Lets say you have a bijection $\mathfrak{b}\cup \mathfrak{a}\rightarrow \mathfrak{a}\times\{0,1\}$ where we assume that $\mathfrak{b}$ and $\mathfrak{a}$ are disjoint.
Consider the sequence
$$b\rightarrow (a_1,0)$$
$$a_1\rightarrow (a_2,0)$$
$$a_2\rightarrow (a_3,0)$$
$$\vdots$$
$$a_{n-1}\rightarrow (a_n,1)$$
Let us define $a_1, \ldots a_{n-1}$ to be the sequence associated with $b$ and $a_n$, the terminal element of $b$.
Note that the sequences associated to distinct $b$'s are disjoint, and the terminal elements are also unique, which can be seen just by back tracking.

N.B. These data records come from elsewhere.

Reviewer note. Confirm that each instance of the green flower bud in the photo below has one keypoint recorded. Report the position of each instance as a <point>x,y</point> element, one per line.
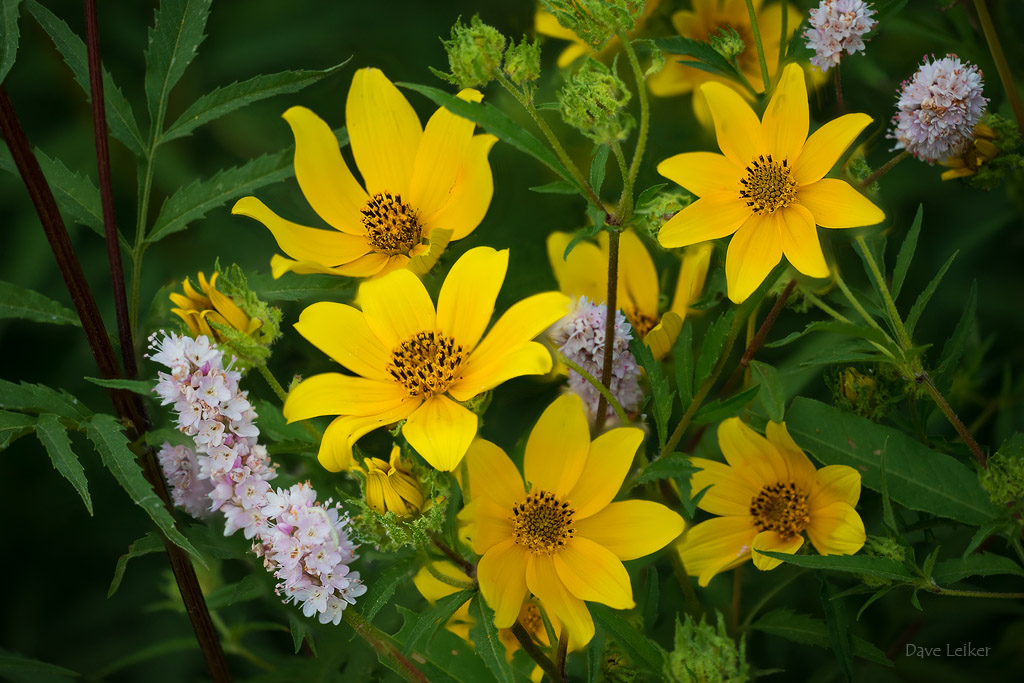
<point>594,102</point>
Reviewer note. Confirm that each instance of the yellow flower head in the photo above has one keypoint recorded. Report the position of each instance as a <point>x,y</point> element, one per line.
<point>585,272</point>
<point>564,541</point>
<point>199,309</point>
<point>422,186</point>
<point>767,496</point>
<point>768,185</point>
<point>415,363</point>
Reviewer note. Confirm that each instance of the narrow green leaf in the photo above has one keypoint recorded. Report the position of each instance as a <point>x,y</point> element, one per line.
<point>53,435</point>
<point>906,252</point>
<point>105,433</point>
<point>31,305</point>
<point>916,476</point>
<point>119,114</point>
<point>230,97</point>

However the terminal element of one $b$ can belong to the associated sequence of another.
Further there may be some $b$ with an infinite ($\omega$ type) associated sequence and no terminal element.

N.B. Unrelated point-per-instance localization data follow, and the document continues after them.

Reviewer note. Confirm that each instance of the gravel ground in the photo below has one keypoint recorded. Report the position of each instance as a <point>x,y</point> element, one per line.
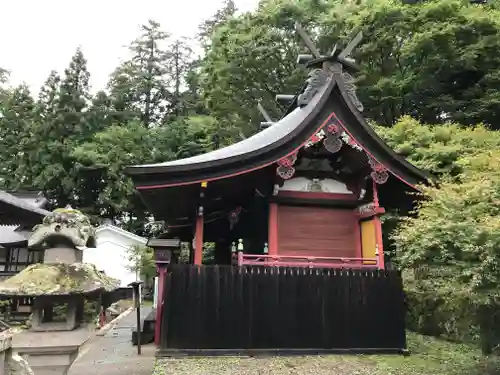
<point>318,365</point>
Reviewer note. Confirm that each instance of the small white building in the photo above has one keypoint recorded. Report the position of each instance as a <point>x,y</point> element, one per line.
<point>111,252</point>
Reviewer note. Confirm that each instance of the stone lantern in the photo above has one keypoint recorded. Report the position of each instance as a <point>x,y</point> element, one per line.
<point>59,287</point>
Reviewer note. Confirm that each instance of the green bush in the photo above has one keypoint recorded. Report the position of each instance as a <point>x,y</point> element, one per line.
<point>433,315</point>
<point>453,317</point>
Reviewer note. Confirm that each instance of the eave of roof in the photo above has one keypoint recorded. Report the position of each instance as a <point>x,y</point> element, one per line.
<point>260,149</point>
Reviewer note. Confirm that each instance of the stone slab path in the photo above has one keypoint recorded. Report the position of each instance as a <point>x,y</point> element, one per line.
<point>113,353</point>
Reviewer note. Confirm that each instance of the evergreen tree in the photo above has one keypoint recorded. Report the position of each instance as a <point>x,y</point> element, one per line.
<point>60,126</point>
<point>139,87</point>
<point>16,119</point>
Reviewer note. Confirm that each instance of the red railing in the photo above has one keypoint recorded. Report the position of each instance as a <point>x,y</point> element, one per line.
<point>306,261</point>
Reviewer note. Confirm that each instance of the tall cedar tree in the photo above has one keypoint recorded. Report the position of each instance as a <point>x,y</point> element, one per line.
<point>139,88</point>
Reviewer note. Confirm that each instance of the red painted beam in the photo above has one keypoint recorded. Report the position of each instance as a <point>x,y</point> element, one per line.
<point>273,229</point>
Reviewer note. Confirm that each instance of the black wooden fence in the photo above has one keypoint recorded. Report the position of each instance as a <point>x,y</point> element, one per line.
<point>225,307</point>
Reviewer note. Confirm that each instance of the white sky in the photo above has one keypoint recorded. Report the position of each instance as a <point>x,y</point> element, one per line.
<point>41,35</point>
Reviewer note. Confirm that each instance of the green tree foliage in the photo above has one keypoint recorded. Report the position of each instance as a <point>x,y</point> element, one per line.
<point>251,58</point>
<point>104,156</point>
<point>61,126</point>
<point>17,114</point>
<point>438,149</point>
<point>139,87</point>
<point>435,60</point>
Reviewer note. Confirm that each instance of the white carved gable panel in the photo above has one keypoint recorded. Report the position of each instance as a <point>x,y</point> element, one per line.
<point>326,185</point>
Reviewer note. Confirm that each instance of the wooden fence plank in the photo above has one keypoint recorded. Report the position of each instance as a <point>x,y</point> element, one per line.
<point>228,307</point>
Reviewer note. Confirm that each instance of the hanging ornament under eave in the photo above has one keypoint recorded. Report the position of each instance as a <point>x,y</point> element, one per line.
<point>234,217</point>
<point>332,144</point>
<point>379,172</point>
<point>380,177</point>
<point>285,166</point>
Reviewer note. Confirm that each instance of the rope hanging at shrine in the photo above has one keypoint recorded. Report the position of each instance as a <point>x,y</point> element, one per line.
<point>333,135</point>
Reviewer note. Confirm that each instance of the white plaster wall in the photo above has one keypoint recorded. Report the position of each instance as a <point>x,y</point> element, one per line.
<point>110,256</point>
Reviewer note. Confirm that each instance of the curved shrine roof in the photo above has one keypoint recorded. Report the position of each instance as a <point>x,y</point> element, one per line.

Let $b$ be such an element with infinite associated sequence $a_1, a_2 \ldots$
Assume that each $a_i$ is the terminal element of $b_i$ (the case where one $a_i$ is not a terminal element I leave to you) Now define $f(b)=a_1$ and $f(b_i)=a_{i+1}$. So for each $b$ with infinite sequence we make this definition. Since the associated sequences are disjoint this is well defined.

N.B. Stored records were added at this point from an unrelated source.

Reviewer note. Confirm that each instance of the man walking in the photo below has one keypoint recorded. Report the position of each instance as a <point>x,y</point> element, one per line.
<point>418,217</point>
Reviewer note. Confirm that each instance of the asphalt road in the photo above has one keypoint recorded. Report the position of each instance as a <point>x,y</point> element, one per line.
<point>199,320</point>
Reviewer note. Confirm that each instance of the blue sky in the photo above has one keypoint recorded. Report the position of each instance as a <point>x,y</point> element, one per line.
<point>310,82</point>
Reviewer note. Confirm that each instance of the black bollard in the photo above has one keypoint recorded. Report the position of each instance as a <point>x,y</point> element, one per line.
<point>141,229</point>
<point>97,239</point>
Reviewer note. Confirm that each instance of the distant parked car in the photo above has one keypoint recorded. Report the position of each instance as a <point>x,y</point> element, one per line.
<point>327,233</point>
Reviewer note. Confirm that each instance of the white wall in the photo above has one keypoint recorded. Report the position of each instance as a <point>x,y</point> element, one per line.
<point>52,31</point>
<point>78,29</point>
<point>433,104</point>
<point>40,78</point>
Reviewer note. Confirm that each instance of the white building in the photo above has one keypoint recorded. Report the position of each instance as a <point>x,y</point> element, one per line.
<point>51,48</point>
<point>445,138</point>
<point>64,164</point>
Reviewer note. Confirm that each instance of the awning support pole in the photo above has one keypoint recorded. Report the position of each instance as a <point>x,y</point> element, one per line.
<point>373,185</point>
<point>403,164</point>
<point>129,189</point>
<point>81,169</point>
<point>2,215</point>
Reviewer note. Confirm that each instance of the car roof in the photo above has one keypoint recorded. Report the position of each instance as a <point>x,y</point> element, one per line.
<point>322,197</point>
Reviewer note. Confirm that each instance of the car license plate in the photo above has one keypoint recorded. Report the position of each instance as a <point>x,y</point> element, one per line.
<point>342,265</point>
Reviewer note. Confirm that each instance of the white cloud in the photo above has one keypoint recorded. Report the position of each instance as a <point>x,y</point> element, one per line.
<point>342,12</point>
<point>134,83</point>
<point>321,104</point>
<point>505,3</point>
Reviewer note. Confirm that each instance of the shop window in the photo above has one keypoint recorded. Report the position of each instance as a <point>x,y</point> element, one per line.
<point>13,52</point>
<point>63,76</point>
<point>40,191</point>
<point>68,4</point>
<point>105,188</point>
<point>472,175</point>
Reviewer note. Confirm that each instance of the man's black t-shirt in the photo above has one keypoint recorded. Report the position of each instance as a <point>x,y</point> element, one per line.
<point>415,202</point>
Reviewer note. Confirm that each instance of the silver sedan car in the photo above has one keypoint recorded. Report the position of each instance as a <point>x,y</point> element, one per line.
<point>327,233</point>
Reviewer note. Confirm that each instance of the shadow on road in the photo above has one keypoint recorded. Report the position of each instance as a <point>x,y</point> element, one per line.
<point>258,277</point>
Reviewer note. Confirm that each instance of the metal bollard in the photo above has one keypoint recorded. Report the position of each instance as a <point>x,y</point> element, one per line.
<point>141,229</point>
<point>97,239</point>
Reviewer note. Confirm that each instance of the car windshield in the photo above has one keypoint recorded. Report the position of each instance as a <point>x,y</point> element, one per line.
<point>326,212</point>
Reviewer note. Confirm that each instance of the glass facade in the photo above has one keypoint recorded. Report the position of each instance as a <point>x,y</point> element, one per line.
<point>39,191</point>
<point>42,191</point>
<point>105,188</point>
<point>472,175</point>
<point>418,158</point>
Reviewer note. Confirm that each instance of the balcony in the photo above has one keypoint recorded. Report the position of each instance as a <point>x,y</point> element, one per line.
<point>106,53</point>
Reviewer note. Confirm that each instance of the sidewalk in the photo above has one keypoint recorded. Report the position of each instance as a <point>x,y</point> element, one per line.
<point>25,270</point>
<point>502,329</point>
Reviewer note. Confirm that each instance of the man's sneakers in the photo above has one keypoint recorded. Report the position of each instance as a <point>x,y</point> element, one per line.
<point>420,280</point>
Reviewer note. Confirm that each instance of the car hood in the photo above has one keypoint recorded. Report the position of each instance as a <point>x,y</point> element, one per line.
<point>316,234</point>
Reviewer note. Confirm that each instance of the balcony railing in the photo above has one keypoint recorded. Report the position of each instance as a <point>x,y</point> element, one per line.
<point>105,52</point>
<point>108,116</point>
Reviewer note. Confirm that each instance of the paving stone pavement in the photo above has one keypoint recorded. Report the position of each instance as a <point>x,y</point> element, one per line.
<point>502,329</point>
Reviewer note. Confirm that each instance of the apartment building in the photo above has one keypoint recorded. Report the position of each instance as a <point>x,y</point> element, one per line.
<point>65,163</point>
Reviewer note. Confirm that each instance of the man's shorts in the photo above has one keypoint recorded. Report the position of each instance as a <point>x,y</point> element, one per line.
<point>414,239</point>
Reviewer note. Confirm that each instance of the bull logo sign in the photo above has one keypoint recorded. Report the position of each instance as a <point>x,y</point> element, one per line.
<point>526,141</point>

There may be some elements of $\mathfrak{b}$ left over we then send them to their terminal elements. One can see that this is a well defined injection.
To summarize, an element $b$ is mapped to its terminal element, except if this terminal element belongs to the infinite associated sequence of another element, in which case it is mapped to the next element in the sequence.